Pour suivre l'évolution des variables mutables d'un programme la trace ne suffit pas, il faut un mécanisme supplémentaire qui permet d'arrêter le programme en cours d'exécution et d'interroger son état interne, c'est le correcteur symbolique avec son mode pas à pas.
L'exécution en mode pas à pas d'un programme fonctionnel a un sens un peu délicat à définir et à comprendre. On fait intervenir des événements d'exécution qui se produisent par exemple au passage d'un paramètre ou à l'entrée d'un filtrage, ou encore à la sélection d'une clause de filtrage. La progression de l'exécution est comptée par ces évènements, indépendamment des instructions exécutées par la machine.

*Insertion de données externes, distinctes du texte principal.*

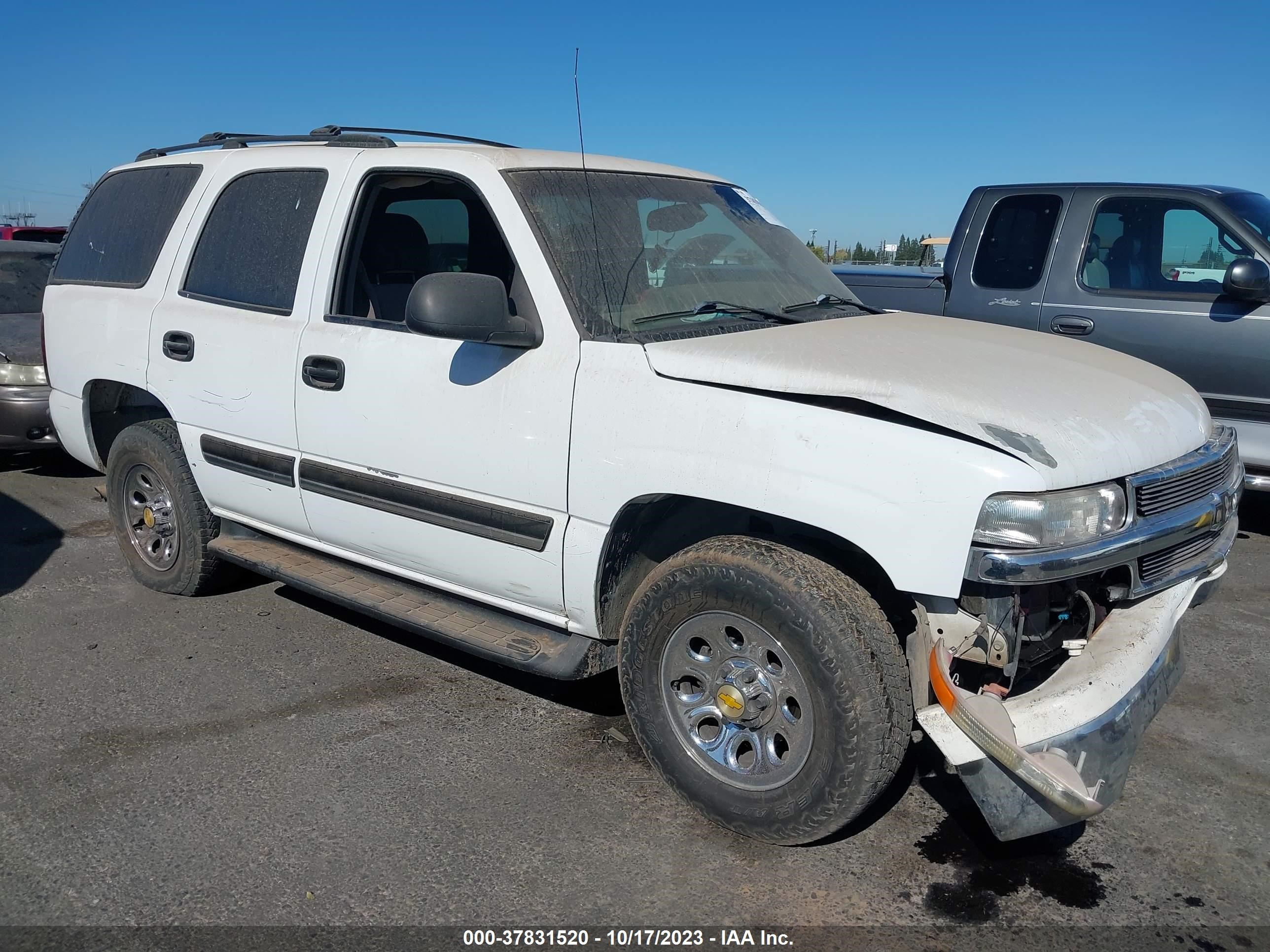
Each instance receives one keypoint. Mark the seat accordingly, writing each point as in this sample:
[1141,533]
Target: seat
[394,257]
[1125,265]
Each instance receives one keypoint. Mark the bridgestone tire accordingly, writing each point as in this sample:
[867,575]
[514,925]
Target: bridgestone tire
[841,643]
[157,444]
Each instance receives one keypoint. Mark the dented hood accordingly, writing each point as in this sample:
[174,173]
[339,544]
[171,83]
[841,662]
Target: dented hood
[1075,411]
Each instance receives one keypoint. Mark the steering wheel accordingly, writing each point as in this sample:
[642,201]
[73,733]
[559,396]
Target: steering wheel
[699,250]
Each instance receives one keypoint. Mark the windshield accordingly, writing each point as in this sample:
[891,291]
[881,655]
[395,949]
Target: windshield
[1253,208]
[633,247]
[22,280]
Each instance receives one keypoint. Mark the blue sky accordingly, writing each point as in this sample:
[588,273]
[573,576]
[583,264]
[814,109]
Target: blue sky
[863,121]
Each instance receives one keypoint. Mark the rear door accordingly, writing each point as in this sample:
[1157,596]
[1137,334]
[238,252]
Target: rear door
[225,336]
[1158,295]
[1001,272]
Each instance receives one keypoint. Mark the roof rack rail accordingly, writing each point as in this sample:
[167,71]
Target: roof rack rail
[237,140]
[331,130]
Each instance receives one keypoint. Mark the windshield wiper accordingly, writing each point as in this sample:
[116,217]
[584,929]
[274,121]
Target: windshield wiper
[828,301]
[732,310]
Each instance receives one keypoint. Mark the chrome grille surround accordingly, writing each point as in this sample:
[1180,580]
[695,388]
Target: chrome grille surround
[1185,534]
[1185,479]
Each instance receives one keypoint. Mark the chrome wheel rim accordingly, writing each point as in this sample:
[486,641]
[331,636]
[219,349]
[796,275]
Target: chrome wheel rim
[737,700]
[151,519]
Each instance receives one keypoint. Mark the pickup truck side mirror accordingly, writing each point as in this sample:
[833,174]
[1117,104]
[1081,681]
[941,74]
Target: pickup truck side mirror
[1249,280]
[464,306]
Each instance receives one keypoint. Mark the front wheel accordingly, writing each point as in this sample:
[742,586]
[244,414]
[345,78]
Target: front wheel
[766,687]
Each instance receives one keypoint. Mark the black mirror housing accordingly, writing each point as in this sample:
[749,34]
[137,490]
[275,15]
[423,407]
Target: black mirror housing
[1249,280]
[464,306]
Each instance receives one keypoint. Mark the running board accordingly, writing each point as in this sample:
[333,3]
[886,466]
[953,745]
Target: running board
[453,620]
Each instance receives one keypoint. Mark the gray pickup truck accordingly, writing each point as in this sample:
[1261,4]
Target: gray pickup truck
[1175,274]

Malgré la difficulté d'implémenter ce mécanisme, un tel mode
d'exécution existe sous Unix (c'est le correcteur de programme
camldebug
), malheureusement il fait intervenir des traits
avancés d'Unix, et n'est donc pas portable sur les micros ordinateurs
Macintosh ou PC. Sur ces machines, il faut effectivement utiliser la
trace ou bien l'impression de messages explicites dans ses
programmes.
En fait l'expérience prouve que pour les programmes complexes, on
corrige ses programmes en utilisant l'impression explicite (à l'aide
de printf
ou le bel imprimeur ``format''), car cela
permet de n'afficher que les données pertinentes et de façon bien plus
compacte et adaptée qu'un imprimeur générique.
L'impression explicite est certainement pas une mauvaise méthode: même sous Unix l'expérience prouve que les programmeurs utilisent peu le correcteur pas à pas: ils préfèrent espionner leurs programmes à l'aide d'impression insérées directement dans le programme, et s'assurer de la cohérence des invariants à l'aide d'assertions testées dynamiquement.